John James Gómez, advisor to the National Federation of Coffee Growers, talks to coffee grower Rómulo Lozano on a farm near the city of Florence. Reuters
NEW TREES, SAME CHALLENGES
Global coffee retail volumes are set to grow by 8.5% between 2019 and 2023, according to Euromonitor International, a market research provider.
"There's a need for coffee to be produced to feed the increasing demand," said Rodrigo Costa, director of trading at COMEXIM USA. "An increase in productivity would lower the cost of production."
Getting farmers to replace at least 10 percent of their trees annually is vital, said Carlos Mario Charry, who heads the federation's Caqueta office. So is planting disease-resistant trees.
The federation replanted 82,000 hectares (200,000 acres) last year. The government and national coffee fund have pledged more than $15 million in renovation aid for farmers.

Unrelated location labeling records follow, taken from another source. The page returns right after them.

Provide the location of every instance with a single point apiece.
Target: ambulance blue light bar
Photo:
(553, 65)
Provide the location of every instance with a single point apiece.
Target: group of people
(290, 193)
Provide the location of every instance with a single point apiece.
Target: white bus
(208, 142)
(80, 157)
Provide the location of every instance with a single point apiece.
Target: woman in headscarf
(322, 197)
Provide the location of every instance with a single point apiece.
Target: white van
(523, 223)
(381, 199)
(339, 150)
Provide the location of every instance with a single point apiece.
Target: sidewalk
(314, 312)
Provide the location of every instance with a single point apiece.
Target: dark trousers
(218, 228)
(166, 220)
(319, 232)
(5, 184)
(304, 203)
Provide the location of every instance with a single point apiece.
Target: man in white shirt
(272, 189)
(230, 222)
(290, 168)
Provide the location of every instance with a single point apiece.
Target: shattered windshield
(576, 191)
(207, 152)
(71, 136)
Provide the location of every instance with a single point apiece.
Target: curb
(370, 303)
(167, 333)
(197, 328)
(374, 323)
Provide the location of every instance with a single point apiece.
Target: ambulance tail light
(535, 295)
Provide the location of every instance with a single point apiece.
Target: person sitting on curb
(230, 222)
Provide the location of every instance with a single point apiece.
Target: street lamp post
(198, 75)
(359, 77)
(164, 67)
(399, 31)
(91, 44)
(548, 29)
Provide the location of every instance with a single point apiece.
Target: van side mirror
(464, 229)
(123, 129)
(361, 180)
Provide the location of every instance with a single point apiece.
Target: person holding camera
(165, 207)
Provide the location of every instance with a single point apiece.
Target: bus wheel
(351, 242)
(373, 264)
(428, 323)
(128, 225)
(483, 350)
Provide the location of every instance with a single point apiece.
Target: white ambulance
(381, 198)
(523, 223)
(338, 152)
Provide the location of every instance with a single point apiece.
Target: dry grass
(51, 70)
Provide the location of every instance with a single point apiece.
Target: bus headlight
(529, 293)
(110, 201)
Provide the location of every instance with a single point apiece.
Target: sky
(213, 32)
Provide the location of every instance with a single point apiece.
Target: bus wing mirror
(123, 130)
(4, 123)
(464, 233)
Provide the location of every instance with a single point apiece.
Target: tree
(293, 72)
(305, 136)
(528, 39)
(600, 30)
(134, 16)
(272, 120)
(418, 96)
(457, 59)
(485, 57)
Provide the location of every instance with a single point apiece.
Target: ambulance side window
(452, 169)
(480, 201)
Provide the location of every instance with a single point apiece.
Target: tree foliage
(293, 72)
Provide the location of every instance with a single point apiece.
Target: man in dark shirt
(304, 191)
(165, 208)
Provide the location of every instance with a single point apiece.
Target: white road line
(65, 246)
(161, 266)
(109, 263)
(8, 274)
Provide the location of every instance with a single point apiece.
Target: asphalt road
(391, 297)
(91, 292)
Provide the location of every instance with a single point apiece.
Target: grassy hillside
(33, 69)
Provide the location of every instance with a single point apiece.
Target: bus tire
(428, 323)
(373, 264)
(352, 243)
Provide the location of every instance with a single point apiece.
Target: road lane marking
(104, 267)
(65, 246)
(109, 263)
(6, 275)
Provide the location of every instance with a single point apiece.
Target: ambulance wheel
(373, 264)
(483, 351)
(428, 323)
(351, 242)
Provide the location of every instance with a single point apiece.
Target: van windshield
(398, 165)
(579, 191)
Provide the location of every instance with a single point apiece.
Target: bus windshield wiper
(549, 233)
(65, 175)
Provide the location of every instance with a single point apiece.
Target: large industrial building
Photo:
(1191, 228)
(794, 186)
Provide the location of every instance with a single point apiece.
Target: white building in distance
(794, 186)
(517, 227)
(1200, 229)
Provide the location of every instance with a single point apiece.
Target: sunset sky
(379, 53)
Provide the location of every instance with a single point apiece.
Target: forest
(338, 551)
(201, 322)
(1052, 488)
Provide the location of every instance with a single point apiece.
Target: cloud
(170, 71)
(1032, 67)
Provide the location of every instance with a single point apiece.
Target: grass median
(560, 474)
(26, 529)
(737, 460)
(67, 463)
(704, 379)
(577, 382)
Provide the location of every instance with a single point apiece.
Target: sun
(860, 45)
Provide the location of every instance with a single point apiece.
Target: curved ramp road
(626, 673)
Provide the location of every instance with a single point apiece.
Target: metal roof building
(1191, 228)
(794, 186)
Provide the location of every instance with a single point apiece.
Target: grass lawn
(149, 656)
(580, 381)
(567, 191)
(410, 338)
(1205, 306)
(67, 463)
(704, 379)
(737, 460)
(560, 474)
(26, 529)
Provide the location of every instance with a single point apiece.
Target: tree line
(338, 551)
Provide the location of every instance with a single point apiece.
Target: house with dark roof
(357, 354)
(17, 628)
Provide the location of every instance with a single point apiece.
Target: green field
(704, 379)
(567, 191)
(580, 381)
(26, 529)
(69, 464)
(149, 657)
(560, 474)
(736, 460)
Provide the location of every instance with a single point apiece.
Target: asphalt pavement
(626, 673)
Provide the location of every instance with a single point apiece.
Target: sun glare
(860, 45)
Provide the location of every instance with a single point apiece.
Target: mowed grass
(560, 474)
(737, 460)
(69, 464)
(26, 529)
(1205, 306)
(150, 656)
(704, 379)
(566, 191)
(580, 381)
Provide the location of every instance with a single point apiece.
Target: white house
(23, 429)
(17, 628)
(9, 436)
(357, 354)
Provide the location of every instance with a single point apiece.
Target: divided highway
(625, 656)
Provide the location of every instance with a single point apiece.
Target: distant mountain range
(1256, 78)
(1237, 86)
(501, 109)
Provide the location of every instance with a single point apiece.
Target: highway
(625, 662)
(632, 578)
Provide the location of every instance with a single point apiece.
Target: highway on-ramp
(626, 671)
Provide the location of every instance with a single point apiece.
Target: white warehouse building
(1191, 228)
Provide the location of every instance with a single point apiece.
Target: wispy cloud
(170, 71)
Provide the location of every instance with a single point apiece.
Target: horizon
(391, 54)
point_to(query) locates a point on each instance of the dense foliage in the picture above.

The efforts to make output gains through productivity and not an expansion of crop area get high marks from environmentalists.
Encouraging farmers to replace trees can safeguard rainforest even as demand grows over the coming decades, Conservation International's Bambi Semroc said. But while farmers welcome the federation's help, many remain focused on surviving low prices. Obanefer Gonzalez, 57, who has 10,000 trees on a plot near Florencia, wants help offsetting the high fertilizer costs.
"The dream is just to maintain our crops."